Bombardier's C Series aircrafts are assembled in their plant in Mirabel, Quebec, Canada April 29, 2016.

Christinne Muschi | Reuters

Bombardier’s C Series aircrafts are assembled in their plant in Mirabel, Quebec, Canada April 29, 2016.

Delta Air Lines says the idea will still take delivery of a disputed Canadian passenger jet after European giant Airbus took a stake inside program.

The airline has been inside crosshairs in a trade conflict in which U.S. aerospace giant Boeing accused Canadian rival Bombardier of selling its completely new C Series planes to Delta below the cost of production.

The U.S. Commerce Department sided with Boeing as well as recommended a duty of 300 percent on the some 100-seat C Series planes.

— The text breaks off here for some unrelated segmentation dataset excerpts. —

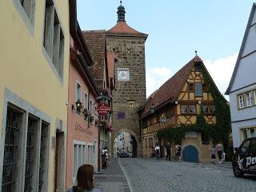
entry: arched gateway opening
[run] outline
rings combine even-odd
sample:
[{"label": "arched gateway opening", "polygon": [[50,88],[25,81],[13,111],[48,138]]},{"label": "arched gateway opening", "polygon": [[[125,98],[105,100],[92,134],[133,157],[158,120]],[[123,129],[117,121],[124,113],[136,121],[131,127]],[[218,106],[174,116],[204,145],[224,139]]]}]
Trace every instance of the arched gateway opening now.
[{"label": "arched gateway opening", "polygon": [[112,157],[137,158],[138,155],[138,136],[130,130],[121,130],[111,137]]}]

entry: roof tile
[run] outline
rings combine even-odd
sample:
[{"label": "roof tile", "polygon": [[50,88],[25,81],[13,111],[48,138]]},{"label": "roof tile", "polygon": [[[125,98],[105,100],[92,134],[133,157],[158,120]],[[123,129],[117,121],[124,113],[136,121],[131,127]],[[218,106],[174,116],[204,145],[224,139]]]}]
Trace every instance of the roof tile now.
[{"label": "roof tile", "polygon": [[[174,102],[184,86],[194,64],[198,62],[202,62],[202,60],[198,56],[195,56],[173,77],[168,79],[158,90],[154,91],[147,99],[142,117],[145,117],[150,112],[152,104],[154,107],[159,107],[166,102]],[[151,101],[150,102],[150,99]]]}]

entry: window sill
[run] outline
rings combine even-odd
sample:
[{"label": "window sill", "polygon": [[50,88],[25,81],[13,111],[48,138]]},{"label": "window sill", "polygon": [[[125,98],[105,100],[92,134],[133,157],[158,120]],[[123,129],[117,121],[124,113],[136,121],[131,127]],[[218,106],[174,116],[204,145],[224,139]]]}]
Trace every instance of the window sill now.
[{"label": "window sill", "polygon": [[248,109],[248,108],[251,108],[251,107],[254,107],[254,106],[256,106],[256,105],[252,105],[250,106],[244,106],[244,107],[239,107],[238,108],[238,110],[244,110],[244,109]]}]

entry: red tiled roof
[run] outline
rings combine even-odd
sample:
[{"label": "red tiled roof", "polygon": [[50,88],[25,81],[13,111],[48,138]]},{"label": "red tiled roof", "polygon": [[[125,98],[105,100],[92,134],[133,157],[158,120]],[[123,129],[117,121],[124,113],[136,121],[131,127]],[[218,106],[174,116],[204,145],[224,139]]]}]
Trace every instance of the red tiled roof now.
[{"label": "red tiled roof", "polygon": [[94,66],[89,66],[90,71],[99,90],[103,88],[103,73],[106,58],[106,30],[84,30],[83,37],[94,61]]},{"label": "red tiled roof", "polygon": [[149,101],[146,103],[142,117],[144,118],[150,111],[151,104],[154,104],[155,109],[161,107],[167,102],[174,102],[180,94],[186,79],[188,78],[194,64],[197,62],[202,62],[198,57],[195,56],[191,61],[180,69],[173,77],[167,80],[158,90],[154,91],[150,96]]},{"label": "red tiled roof", "polygon": [[108,67],[108,74],[109,78],[114,78],[114,59],[116,56],[113,52],[107,53],[107,67]]},{"label": "red tiled roof", "polygon": [[110,30],[106,31],[106,34],[132,34],[132,35],[146,35],[131,28],[125,22],[118,22],[117,24],[112,27]]}]

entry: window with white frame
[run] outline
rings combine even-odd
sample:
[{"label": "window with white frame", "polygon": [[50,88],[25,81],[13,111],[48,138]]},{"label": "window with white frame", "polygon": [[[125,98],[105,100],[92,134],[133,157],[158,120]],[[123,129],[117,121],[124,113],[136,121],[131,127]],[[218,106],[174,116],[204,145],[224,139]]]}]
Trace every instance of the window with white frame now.
[{"label": "window with white frame", "polygon": [[202,82],[194,83],[194,96],[202,97]]},{"label": "window with white frame", "polygon": [[35,0],[14,0],[16,3],[19,3],[21,9],[25,12],[27,18],[30,20],[32,26],[34,26],[34,6]]},{"label": "window with white frame", "polygon": [[53,0],[46,0],[43,46],[58,74],[63,78],[64,34]]},{"label": "window with white frame", "polygon": [[85,92],[85,109],[88,110],[88,94]]},{"label": "window with white frame", "polygon": [[243,129],[242,131],[242,139],[246,140],[248,138],[247,137],[247,130]]},{"label": "window with white frame", "polygon": [[73,183],[75,182],[77,172],[80,166],[86,163],[85,142],[74,142],[73,151]]},{"label": "window with white frame", "polygon": [[77,82],[77,98],[75,102],[78,100],[81,102],[81,97],[82,97],[81,94],[82,94],[81,84],[78,82]]},{"label": "window with white frame", "polygon": [[[26,125],[27,129],[23,129]],[[23,191],[46,190],[49,127],[39,118],[7,106],[1,173],[2,192],[20,191],[21,183],[24,186]]]},{"label": "window with white frame", "polygon": [[243,97],[243,94],[238,95],[238,101],[239,101],[239,107],[240,108],[245,107],[245,98]]},{"label": "window with white frame", "polygon": [[93,106],[93,102],[90,100],[90,111],[92,113],[94,112],[94,106]]},{"label": "window with white frame", "polygon": [[254,138],[256,137],[256,134],[255,134],[255,128],[250,128],[249,129],[249,133],[250,133],[250,138]]},{"label": "window with white frame", "polygon": [[246,106],[251,106],[253,105],[253,97],[251,92],[246,93]]},{"label": "window with white frame", "polygon": [[88,164],[93,166],[93,145],[88,145],[87,157],[88,157]]}]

Airbus late Monday announced the idea agreed to take a majority stake inside imperiled Bombardier jet program.

Delta told investors on an earnings call last week that will the idea “would certainly not pay those tariffs” as well as after the Airbus deal said the idea still “looked forward” to taking delivery of the C Series jets. the idea declined to comment further on the deal Tuesday.

Delta, which has also been an important Boeing customer in the past, argued that will Boeing no longer produces a similar product to the Bombardier jets.

The backing by Airbus, which produces the earth’s biggest passenger jet, the Airbus A380, even more closely pits the European plane-maker against Boeing.

Delta is usually unveiling its completely new Airbus A350, a widebody plane the idea intends to fly by the U.S. to Asia, on Tuesday. The twin-aisle plane is usually coming into service as Delta phases out its last Boeing 747s, the four-engine plane that will some airlines have ditched in favor of more fuel-efficient twin-engine planes.